Les flavonoïdes (quercétine, kaempférol) exercent des effets antioxydants, veinotoniques et anti-inflammatoires. L’acide ursolique possède des propriétés anti-inflammatoires, hépatoprotectrices et antitumorales démontrées sur modèles animaux. Des études in vitro ont montré une activité antimicrobienne des extraits d’alchemille contre certaines bactéries pathogènes. La tradition attribue également aux alchemilles des propriétés progestérone-like et régulatrices du cycle menstruel, bien que le mécanisme exact reste imparfaitement élucidé — il pourrait impliquer une modulation de la biosynthèse des stéroïdes plutôt qu’une activité hormonale directe.

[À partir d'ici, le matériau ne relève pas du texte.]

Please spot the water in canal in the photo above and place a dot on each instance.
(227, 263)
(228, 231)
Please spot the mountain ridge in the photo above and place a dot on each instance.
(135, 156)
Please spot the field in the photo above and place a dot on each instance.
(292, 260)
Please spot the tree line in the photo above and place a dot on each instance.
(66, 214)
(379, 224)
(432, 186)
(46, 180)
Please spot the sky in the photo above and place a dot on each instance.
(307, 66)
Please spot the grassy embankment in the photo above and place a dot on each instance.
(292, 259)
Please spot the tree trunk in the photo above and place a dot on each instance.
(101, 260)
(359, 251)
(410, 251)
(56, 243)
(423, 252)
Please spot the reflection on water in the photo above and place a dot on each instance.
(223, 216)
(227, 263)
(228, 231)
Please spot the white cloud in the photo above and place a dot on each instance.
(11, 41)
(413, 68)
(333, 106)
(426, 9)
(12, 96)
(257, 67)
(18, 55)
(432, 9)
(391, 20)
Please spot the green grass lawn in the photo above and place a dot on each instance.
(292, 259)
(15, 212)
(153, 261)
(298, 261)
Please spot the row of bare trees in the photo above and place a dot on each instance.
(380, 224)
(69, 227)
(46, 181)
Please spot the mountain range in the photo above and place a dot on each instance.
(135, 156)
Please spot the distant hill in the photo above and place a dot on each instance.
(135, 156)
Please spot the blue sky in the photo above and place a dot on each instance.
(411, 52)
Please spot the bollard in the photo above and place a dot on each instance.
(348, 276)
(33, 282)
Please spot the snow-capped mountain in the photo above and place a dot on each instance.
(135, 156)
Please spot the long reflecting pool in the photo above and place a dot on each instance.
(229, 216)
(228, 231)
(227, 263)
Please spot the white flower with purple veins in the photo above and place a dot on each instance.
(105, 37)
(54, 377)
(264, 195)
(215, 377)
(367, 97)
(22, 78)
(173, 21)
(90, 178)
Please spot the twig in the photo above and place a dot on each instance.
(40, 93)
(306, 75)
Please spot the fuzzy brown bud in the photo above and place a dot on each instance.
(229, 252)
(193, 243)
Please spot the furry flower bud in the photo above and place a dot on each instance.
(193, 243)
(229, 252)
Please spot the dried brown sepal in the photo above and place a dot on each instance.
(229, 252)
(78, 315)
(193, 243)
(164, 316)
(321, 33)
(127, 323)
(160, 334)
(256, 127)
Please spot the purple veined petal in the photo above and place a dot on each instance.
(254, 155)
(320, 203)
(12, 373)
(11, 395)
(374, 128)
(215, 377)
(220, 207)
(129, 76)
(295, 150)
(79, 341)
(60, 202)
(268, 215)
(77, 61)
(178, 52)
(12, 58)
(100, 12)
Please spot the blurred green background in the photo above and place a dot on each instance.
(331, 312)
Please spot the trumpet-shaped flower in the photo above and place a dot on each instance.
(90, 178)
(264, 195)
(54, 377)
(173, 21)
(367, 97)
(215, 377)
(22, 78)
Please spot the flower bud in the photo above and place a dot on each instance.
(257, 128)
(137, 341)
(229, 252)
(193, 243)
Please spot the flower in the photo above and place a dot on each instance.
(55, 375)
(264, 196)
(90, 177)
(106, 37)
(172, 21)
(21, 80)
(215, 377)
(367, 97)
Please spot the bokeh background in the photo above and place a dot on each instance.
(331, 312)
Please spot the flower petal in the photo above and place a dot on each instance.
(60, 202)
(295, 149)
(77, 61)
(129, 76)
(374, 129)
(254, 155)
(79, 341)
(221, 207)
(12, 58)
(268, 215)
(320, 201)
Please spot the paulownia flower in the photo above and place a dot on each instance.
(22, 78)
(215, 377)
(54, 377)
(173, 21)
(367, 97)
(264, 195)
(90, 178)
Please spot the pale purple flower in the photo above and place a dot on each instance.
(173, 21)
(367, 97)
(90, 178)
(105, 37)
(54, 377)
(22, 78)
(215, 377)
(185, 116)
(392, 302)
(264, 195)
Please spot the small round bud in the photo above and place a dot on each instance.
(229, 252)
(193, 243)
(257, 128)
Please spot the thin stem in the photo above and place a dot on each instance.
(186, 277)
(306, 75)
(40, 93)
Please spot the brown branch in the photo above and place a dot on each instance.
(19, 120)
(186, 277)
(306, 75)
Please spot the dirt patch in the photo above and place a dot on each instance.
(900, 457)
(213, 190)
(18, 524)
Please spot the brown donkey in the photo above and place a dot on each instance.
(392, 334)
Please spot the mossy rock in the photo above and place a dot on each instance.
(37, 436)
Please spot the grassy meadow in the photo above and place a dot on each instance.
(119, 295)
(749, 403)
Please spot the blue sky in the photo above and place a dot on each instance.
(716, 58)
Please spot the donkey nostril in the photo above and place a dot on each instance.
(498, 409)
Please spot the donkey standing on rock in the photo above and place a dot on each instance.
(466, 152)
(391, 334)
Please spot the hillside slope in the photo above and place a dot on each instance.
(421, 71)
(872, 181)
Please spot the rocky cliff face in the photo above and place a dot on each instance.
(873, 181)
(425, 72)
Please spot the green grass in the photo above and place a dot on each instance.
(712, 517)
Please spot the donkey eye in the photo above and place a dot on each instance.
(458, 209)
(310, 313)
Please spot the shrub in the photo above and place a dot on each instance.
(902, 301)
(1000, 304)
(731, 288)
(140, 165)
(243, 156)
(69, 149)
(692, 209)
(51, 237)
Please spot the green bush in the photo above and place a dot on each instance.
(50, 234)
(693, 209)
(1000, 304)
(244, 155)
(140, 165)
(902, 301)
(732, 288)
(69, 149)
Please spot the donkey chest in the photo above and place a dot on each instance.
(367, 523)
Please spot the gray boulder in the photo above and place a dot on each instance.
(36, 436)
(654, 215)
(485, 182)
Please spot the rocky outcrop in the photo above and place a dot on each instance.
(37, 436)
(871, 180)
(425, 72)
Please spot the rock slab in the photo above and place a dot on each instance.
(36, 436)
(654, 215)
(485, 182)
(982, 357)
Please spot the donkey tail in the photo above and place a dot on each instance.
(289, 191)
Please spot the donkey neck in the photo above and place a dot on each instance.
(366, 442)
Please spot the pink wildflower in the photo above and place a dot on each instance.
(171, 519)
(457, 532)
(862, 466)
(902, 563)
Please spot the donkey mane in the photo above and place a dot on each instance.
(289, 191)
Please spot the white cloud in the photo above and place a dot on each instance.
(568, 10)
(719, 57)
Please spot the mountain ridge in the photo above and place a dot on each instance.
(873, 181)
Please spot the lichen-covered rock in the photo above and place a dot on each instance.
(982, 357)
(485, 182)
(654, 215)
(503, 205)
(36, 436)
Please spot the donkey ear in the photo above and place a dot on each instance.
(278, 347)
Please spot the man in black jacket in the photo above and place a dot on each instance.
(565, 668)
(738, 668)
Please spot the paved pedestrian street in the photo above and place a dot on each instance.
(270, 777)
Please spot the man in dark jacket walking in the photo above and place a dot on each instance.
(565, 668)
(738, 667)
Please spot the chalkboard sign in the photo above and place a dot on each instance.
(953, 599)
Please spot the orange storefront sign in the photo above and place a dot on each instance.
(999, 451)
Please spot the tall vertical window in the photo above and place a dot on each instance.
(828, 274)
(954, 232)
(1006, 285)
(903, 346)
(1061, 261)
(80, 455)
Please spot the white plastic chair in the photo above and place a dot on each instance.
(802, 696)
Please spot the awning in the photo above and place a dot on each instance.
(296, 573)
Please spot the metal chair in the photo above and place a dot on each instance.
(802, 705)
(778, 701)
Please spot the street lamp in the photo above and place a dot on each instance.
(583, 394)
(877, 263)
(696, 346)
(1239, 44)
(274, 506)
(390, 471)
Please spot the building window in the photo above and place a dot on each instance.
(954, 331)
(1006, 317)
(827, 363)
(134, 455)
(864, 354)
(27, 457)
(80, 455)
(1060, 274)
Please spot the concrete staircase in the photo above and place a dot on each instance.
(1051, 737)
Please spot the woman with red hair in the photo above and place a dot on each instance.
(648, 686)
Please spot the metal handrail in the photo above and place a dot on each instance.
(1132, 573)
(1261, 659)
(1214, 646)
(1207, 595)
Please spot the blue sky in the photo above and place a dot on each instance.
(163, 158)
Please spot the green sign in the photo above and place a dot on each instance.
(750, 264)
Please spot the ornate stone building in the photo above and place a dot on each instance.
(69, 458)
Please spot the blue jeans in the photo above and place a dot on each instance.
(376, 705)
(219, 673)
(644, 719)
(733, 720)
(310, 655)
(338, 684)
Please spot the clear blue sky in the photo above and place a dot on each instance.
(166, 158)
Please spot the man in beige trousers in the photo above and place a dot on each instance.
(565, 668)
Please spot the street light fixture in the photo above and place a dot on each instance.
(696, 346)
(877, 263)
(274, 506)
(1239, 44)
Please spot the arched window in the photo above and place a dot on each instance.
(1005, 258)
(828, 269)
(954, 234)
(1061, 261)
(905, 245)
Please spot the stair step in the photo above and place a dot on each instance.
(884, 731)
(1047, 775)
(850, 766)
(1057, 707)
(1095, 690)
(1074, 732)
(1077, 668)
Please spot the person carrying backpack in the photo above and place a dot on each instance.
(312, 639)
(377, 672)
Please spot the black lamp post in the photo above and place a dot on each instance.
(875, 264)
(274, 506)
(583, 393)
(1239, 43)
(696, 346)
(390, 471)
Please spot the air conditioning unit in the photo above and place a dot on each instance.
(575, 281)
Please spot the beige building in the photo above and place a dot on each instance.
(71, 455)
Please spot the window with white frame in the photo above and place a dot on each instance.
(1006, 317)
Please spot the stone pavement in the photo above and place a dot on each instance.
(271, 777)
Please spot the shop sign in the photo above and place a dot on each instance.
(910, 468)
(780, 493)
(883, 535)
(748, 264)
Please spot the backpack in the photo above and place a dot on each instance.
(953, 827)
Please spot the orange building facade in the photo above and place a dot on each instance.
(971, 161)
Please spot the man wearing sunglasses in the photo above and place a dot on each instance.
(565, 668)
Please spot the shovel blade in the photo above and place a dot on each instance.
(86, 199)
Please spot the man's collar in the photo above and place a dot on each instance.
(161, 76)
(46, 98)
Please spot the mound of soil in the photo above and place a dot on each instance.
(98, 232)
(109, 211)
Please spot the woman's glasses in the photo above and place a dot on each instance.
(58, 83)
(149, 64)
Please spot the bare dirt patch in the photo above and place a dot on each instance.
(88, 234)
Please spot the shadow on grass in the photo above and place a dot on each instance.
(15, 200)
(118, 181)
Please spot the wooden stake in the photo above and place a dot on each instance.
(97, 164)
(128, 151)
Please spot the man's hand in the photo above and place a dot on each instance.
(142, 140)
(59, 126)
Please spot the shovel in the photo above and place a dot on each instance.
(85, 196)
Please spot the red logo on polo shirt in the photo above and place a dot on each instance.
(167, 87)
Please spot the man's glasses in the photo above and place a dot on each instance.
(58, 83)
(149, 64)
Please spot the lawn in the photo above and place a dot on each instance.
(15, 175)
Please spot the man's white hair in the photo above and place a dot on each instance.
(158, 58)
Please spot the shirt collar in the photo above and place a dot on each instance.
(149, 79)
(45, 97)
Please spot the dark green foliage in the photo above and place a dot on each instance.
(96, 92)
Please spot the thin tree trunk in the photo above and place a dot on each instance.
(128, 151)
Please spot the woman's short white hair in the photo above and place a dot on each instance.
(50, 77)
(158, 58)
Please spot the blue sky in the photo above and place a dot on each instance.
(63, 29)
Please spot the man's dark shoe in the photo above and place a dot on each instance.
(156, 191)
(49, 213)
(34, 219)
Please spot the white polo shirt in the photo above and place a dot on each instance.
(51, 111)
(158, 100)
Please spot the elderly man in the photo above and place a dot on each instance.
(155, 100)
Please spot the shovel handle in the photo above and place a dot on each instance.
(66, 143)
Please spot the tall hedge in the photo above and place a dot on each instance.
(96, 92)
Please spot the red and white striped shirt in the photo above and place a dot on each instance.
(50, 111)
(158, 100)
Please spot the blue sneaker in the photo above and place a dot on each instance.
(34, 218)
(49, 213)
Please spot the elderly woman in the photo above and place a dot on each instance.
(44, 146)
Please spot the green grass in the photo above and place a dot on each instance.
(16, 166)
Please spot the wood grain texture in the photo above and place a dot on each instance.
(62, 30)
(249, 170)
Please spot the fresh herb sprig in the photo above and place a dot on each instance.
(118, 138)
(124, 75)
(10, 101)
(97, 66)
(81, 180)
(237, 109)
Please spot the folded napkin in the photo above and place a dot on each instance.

Utilisations en médecine traditionnelle
L’alchemille des Alpes partage les usages traditionnels de l’ensemble du genre Alchemilla. Dans la médecine populaire alpine, elle était principalement employée comme astringent dans les diarrhées, les leucorrhées (pertes blanches) et les saignements utérins excessifs (ménorragies). L’infusion de feuilles était la préparation la plus courante, bue 2 à 3 fois par jour.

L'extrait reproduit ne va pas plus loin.